WEST LAFAYETTE, Ind. - Yeast can quickly adapt to changes in its environment with the help of molecules known as long non-coding RNAs, a Purdue study shows.
Elizabeth Tran, assistant professor of biochemistry, and her fellow researchers found that long non-coding RNAs prepare metabolic genes to be activated swiftly when baker's yeast needs to switch its source of energy from glucose - its main sugar source - to an alternative sugar, galactose.
The study is the first to link long non-coding RNAs with the timing of gene expression.
"The fact that long non-coding RNAs are involved in the timing of gene expression was totally unexpected," Tran said. "This opens up new and exciting challenges for the future of genomic research."
Long non-coding RNAs - ribonucleic acids that are longer than 200 nucleotides - are molecules that influence the expression of protein-coding genes in yeast, plants and mammals. They were first described in 2007, and the functions of the vast majority of these molecules remain unknown.
One suggested role of long non-coding RNAs in yeast was gene repression, but Tran's study showed the opposite is true: Long non-coding RNAs accelerate the activation of genes involved in galactose digestion when glucose is lacking in the environment.
Yeast with long non-coding RNA begin metabolizing galactose about 30 minutes quicker than yeast without - a significant time difference in an organism that replicates every 90 minutes.
"That quick shift could make the difference in survival," Tran said.
Over time, the level of galactose enzyme gene expression in yeast with and without long non-coding RNAs becomes the same, but "it's that initial burst of gene expression in response to the environment that may provide a significant evolutionary advantage," said Tran.

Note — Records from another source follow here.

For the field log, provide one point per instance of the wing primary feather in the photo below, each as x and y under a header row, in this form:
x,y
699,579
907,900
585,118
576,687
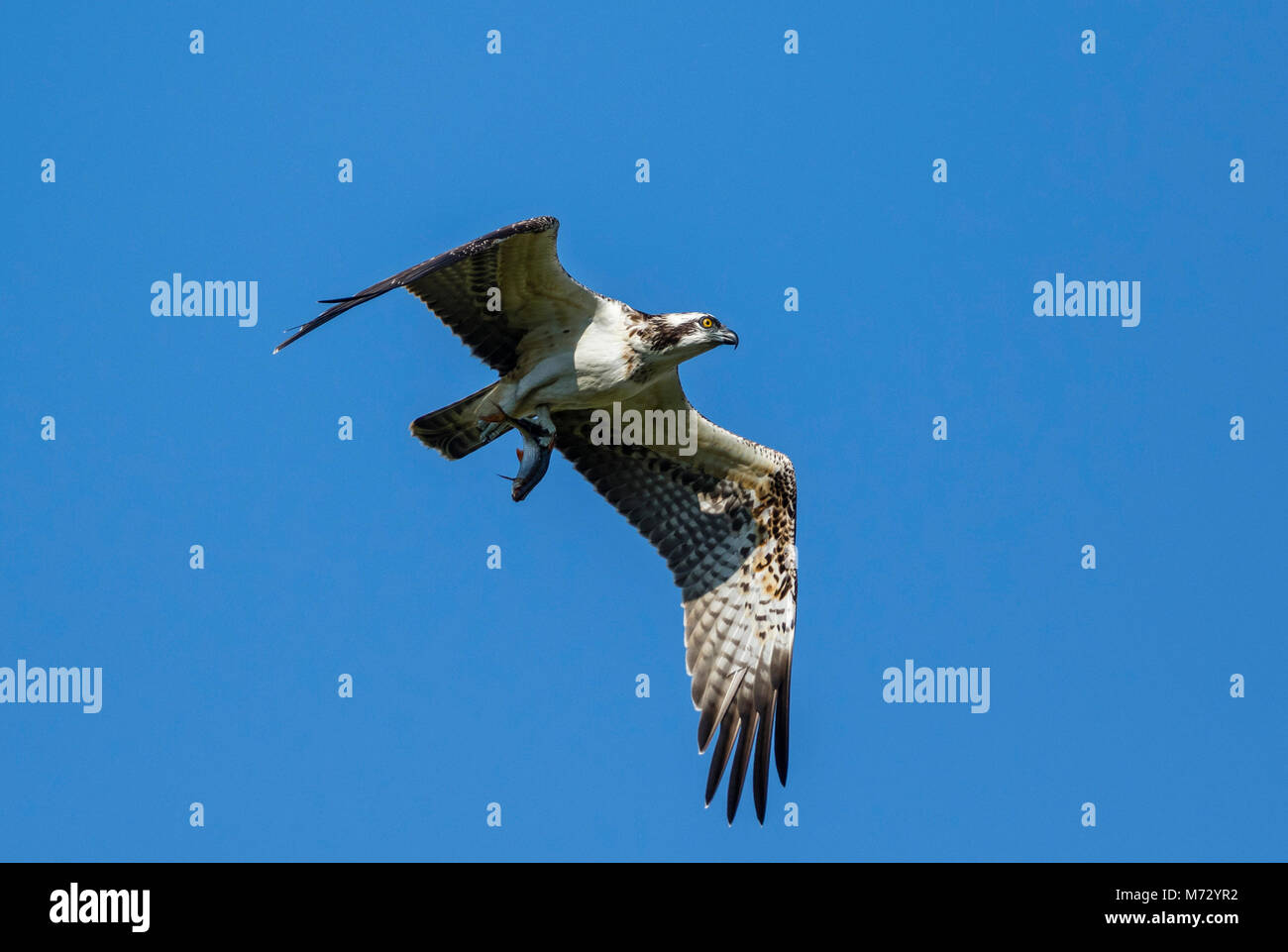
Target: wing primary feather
x,y
738,772
781,724
720,755
760,773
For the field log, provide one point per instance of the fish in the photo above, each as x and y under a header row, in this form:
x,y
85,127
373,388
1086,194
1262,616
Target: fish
x,y
539,443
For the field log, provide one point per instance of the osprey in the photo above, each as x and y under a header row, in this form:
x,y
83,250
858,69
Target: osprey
x,y
721,510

She likened it to the edge a sprinter would gain over his opponents by propelling himself out of the starting block ahead of them.
"One reason the runner Usain Bolt is so fast is that he developed a technique of getting out of the block really quickly," she said. "Being able to do that means you can spread out your energy during the race - all because you started faster at the beginning."
Tran said that similar long non-coding RNAs might play a role in the timing of gene expression in humans as well. In mammals, they are often associated with genes that control growth and organ development, which require tight control of initiation timing.
"When a growing embryo has to make an arm, for example, that timing has to be incredibly precise," she said.
Humans contain upwards of 8,000 long non-coding RNAs, some of which have been linked to cancer, developmental diseases and cardiomyopathy and other non-DNA mutations in the genome. Tran said the chances are high that long non-coding RNAs play a role in human diseases, developmental defects and delays.
"Now the question becomes why long non-coding RNAs are so closely associated with development," Tran said. "Having opened up the possibility that they're linked to timing and not end level of gene expression is really key."
Long noncoding RNAs (lncRNAs) are a class of molecules that impinge on the expression of protein-coding genes. Previous studies have suggested that the GAL cluster-associated lncRNAs of Saccharomyces cerevisiae repress expression of the protein-coding GAL genes. Herein, we demonstrate a previously unrecognized role for the GAL lncRNAs in activating gene expression. In yeast strains lacking the RNA helicase, DBP2, or the RNA decay enzyme, XRN1, we find that the GAL lncRNAs specifically accelerate gene expression from a prior repressive state. Furthermore, we provide evidence that the previously suggested repressive role is a result of specific mutant phenotypes, rather than a reflection of the normal, wild-type function of these noncoding RNAs. To shed light on the mechanism for lncRNA-dependent gene activation, we show that rapid induction of the protein-coding GAL genes is associated with faster recruitment of RNA polymerase II and reduced association of transcriptional repressors with GAL gene promoters. This suggests that the GAL lncRNAs enhance expression by derepressing of the GAL genes. Consistently, the GAL lncRNAs enhance the kinetics of transcriptional induction, promoting faster expression of the protein-coding GAL genes upon the switch in carbon source. We suggest that the GAL lncRNAs poise inducible genes for rapid activation, enabling cells to more effectively trigger new transcriptional programs in response to cellular cues.